What's the GBP 6,240 sweet spot — is that a salary number?
GBP 6,240 is the Lower Earnings Limit (LEL) for National Insurance in 2026/27. Drawing at or above the LEL — even with no NIC actually paid — counts as a 'qualifying year' for state pension purposes. To qualify for the full state pension, you need 35 qualifying years. GBP 6,240 is a useful floor for solo directors who want to bank state pension entitlement while keeping salary minimal.
Can I claim Employment Allowance as a solo director?
No. Since the 2016 reforms, a Limited company with only one employee — and that employee is also a director — cannot claim the GBP 5,000 Employment Allowance. The exception is if you employ at least one other person earning above the Secondary Threshold. For most solo SaaS founders, EA is not available, which means employer NIC of 13.8% on salary above GBP 9,100 is a real cost — factored into the GBP 12,570 vs GBP 9,100 sweet-spot maths in this post.
What happens if I pay myself before registering PAYE?
HMRC will impose a GBP 100 late-registration penalty plus a separate late-RTI-submission penalty (GBP 100-400 depending on company size). The salary itself remains taxable. The fix is to register PAYE immediately, submit FPS for the late period including the unreported salary, and pay the back NIC + income tax. Most accountants pre-register PAYE 4-6 weeks before the planned first payday to avoid this entirely.
When do I need to upgrade from BrightPay to a paid payroll service?

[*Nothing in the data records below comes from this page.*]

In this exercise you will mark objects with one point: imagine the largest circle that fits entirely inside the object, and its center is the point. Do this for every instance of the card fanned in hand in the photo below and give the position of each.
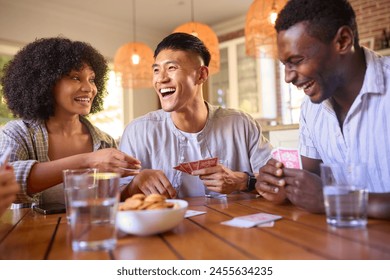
(290, 157)
(188, 167)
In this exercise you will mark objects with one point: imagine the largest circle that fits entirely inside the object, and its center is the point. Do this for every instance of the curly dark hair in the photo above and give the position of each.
(29, 78)
(184, 42)
(324, 17)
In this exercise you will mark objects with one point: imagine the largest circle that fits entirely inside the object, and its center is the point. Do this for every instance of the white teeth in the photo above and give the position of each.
(167, 90)
(306, 86)
(83, 99)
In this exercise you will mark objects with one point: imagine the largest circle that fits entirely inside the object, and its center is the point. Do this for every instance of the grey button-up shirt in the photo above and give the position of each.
(231, 135)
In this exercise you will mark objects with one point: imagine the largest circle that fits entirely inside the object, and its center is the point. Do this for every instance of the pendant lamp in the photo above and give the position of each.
(206, 35)
(133, 62)
(260, 34)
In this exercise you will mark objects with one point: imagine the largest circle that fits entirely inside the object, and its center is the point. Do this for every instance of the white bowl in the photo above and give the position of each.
(148, 222)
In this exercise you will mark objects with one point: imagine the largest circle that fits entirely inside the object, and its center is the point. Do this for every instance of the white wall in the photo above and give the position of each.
(22, 21)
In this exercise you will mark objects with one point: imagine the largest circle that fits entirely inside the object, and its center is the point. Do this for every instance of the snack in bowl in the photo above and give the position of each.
(141, 202)
(146, 215)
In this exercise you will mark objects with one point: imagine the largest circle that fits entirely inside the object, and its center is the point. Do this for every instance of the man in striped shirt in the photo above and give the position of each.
(344, 117)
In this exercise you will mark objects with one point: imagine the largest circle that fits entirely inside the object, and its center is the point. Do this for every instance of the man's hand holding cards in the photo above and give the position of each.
(288, 156)
(188, 167)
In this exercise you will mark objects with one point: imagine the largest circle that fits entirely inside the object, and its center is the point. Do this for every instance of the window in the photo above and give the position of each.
(254, 85)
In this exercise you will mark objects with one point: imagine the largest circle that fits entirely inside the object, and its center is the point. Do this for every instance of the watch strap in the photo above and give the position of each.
(251, 183)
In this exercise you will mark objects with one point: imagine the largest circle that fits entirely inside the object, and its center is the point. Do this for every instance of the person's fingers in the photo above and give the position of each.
(264, 187)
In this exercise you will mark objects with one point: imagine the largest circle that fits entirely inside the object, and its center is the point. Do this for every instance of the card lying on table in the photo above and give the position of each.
(252, 220)
(188, 167)
(290, 157)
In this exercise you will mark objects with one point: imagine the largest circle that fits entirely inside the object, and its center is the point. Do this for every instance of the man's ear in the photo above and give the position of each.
(203, 73)
(344, 39)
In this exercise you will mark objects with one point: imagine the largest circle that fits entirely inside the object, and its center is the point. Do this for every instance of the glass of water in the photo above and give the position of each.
(345, 194)
(93, 212)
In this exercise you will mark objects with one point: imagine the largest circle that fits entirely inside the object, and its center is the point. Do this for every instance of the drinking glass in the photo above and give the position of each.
(345, 194)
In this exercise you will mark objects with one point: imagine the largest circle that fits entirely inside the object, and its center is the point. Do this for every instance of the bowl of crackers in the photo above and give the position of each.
(146, 215)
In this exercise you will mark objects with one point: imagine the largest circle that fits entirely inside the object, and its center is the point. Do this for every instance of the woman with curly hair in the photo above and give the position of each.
(52, 84)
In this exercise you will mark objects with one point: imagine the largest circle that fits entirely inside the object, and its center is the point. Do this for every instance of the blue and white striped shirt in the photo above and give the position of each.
(366, 128)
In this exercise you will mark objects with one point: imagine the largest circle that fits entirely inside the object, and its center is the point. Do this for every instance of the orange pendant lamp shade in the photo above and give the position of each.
(133, 64)
(260, 35)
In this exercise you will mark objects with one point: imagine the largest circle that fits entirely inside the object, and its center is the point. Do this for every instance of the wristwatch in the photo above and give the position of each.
(251, 182)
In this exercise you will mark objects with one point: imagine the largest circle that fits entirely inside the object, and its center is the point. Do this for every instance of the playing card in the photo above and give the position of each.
(204, 163)
(275, 154)
(187, 167)
(5, 156)
(194, 165)
(180, 168)
(290, 158)
(252, 220)
(191, 213)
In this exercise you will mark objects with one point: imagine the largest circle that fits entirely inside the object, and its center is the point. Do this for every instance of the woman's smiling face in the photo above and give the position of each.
(74, 93)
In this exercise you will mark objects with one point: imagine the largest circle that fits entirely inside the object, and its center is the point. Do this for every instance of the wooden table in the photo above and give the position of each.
(25, 234)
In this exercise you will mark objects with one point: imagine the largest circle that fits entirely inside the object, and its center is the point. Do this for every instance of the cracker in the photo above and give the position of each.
(141, 202)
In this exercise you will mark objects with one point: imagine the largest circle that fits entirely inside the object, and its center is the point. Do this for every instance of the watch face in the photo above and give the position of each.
(251, 183)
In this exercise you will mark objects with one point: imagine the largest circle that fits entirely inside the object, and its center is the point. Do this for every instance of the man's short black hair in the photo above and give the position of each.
(324, 17)
(184, 42)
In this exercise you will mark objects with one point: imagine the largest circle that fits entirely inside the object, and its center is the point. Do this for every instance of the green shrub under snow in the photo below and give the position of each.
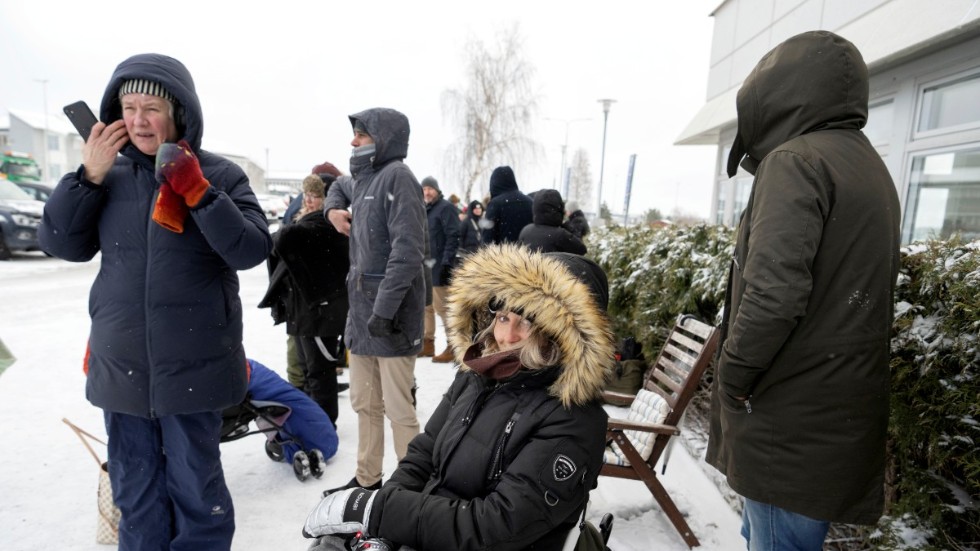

BrightPay Free is fine for any number of employees up to 3, including yourself. If you grow to 4+ employees you need a paid plan (BrightPay Standard from GBP 99/year). For most solo SaaS founders, BrightPay Free covers the full tax year forever. Xero Payroll (GBP 5/employee/month) is cleaner if you're already using Xero for accounting. Crunch payroll bundle (included in GBP 69-99/month accountancy) is the all-inclusive route for founders who want zero payroll overhead.